Marcella était rentrée à Rome encore plus triste que la fois précédente et se demanda si elle ne devait pas faire une croix sur la cité des Doges, renoncer définitivement à y aller. Ou bien devait-elle simplement éviter ce quartier? Savoir que Tiberio pouvait s’y balader était douloureux rien que d’y penser. Savoir qu’il était vivant et qu’elle ne pouvait pas lui parler…
Se sentant diminué Tiberio avait-il voulu la protéger, la laisser vivre sa vie sans soucis? Ou bien ne supportait-il pas qu’elle le voit affaibli, les traits tirés par la maladie? Elle aurait aimé lui dire que la maladie et la mort font partie de la vie, qu’ils se seraient battus ensemble, qu’il y aurait eu des moments de répit. Ils se seraient tenu lieu de tout et auraient compté pour rien le reste.

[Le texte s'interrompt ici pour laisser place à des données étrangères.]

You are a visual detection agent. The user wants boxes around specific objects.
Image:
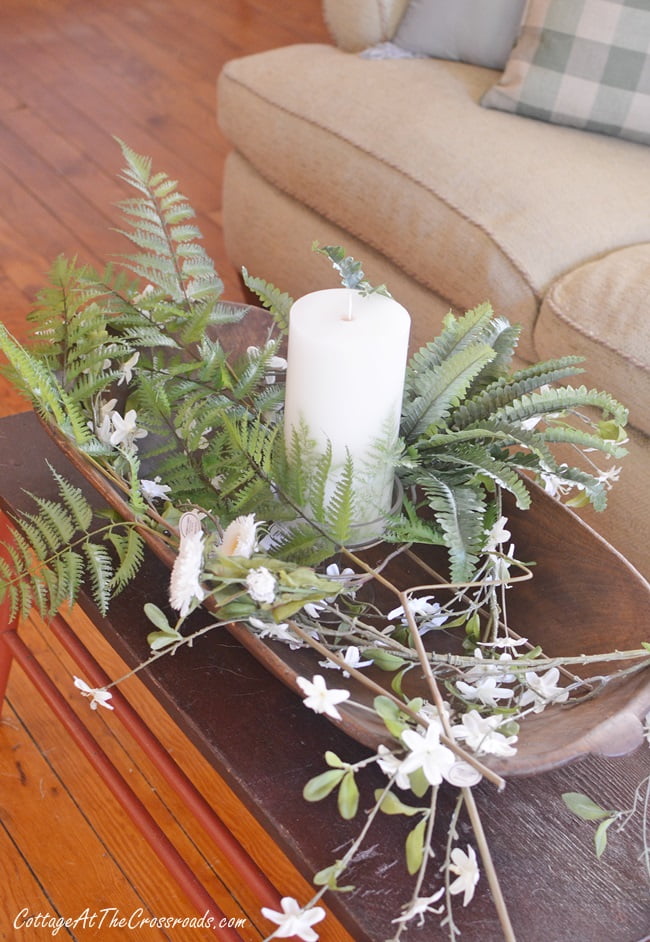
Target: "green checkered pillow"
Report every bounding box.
[481,0,650,144]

Une autre hypothèse avait cependant germé depuis peu dans son esprit. Marcella trouvait que Tiberio ressemblait beaucoup à un de ses oncles mort accidentellement pendant la guerre d’Algérie. Elle avait trouvé quelques photos de lui dans un vieil album chez ses parents. C’était en fait un demi-frère de son père. On lui en avait peu parlé. Il n’y avait que sa grand-mère qui l’évoquait avec des gens qu’elle connaissait. Lorsque le corps avait été rapatrié en France le cercueil était scellé. Et si cet oncle n’avait pas été tué? S’il avait changé d’identité? S’il avait eu des enfants?